Imaging and Inverse Scattering in Nondestructive Evaluation with Acoustic and Elastic Waves

Abstract

Ultrasonic nondestructive testing of solid materials requires the assessment of location, shape and size of defects. If appropriate scattering data are received within a synthetic aperture as function of time in — for instance — a pulse-echo mode, defect imaging in terms of B-or C-scan display of the data is available. In contrast to that, heuristic imaging algorithms like SAFT (Synthetic Aperture Focusing Technique) try to invert the scattering process in order to reconstruct the defect geometry via an image. As a matter of fact, such heuristic imaging concepts cannot answer — apart from performing a large number of test experiments — the question whether their image output is a quantitative reconstruction of the defect or not: An inverse scattering theory is required.
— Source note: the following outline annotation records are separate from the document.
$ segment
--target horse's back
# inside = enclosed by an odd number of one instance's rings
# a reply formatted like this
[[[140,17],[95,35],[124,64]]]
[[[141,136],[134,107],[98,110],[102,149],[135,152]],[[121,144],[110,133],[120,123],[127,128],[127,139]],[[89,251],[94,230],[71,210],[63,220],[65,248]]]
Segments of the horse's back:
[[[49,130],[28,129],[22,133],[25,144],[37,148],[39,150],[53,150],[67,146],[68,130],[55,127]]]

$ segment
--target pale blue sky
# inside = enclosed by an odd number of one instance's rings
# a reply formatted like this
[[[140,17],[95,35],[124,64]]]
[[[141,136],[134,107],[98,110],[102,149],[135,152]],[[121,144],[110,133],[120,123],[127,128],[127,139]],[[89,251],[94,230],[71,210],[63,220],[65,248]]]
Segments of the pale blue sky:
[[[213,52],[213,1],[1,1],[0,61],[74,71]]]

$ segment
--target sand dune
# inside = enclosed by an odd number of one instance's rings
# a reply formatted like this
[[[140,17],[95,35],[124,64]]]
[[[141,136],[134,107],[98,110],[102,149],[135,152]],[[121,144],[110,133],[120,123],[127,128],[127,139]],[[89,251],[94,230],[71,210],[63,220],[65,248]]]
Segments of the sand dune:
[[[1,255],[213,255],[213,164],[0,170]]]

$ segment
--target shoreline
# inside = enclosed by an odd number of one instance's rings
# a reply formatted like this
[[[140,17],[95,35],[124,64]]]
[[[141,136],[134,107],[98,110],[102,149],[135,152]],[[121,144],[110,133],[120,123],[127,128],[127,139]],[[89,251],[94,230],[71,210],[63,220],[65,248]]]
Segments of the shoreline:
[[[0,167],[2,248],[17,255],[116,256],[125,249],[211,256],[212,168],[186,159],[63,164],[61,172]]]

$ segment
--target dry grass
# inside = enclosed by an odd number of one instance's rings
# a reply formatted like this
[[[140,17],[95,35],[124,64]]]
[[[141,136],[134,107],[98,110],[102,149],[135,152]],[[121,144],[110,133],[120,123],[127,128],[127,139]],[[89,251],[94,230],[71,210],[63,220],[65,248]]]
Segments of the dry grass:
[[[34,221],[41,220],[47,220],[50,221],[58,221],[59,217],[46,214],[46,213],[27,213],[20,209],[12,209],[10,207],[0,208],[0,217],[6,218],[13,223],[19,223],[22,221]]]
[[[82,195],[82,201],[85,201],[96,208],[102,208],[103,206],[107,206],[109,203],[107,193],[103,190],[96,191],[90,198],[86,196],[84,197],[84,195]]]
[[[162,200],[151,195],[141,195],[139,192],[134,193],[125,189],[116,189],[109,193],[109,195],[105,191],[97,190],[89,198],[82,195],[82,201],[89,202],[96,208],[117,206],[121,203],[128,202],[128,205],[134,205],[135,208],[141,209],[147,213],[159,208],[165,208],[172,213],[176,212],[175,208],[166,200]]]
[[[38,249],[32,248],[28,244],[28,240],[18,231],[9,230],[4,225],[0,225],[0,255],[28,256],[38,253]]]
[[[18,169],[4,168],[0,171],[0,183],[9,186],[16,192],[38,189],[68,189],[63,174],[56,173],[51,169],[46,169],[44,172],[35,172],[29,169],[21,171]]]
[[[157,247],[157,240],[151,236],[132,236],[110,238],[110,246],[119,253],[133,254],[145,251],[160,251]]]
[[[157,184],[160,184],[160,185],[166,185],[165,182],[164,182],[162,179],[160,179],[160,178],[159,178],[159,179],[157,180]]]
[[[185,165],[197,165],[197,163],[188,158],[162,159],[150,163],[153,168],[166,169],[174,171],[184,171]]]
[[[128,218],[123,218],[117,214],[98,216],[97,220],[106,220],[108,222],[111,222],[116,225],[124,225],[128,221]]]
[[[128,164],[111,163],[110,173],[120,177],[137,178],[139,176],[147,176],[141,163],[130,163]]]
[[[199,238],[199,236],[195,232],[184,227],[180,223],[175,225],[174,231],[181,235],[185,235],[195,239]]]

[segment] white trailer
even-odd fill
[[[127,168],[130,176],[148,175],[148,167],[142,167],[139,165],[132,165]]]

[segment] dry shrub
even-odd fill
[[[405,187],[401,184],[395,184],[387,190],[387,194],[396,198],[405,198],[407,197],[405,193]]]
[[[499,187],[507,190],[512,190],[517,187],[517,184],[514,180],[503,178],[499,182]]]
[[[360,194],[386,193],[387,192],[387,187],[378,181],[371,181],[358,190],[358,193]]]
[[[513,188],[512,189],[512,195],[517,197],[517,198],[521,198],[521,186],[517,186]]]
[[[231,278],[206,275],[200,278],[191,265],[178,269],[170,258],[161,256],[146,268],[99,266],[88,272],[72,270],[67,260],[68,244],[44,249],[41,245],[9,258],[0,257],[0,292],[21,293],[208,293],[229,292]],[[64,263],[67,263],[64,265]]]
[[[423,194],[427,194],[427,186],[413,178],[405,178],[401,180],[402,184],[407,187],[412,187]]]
One particularly successful approach is based on a linearization of inverse scattering in terms of either the Born or Kirchhoff approximation and results in a generalized diffraction tomography, which contains SAFT as a special approximation (Langenberg, 1987; Langenberg, 1989; Mayer et al., 1990). Unfortunately, the linearization can often not be tolerated, and, hence, apart from developing algorithms without relying on this approximation, numerical techniques to model ultrasonic acoustic and elastic wave scattering should be available for the computation of synthetic data to be utilized as input to imaging procedures. This interactive imaging approach — combining modeling and imaging — is called CAI for Computer Aided Inspection.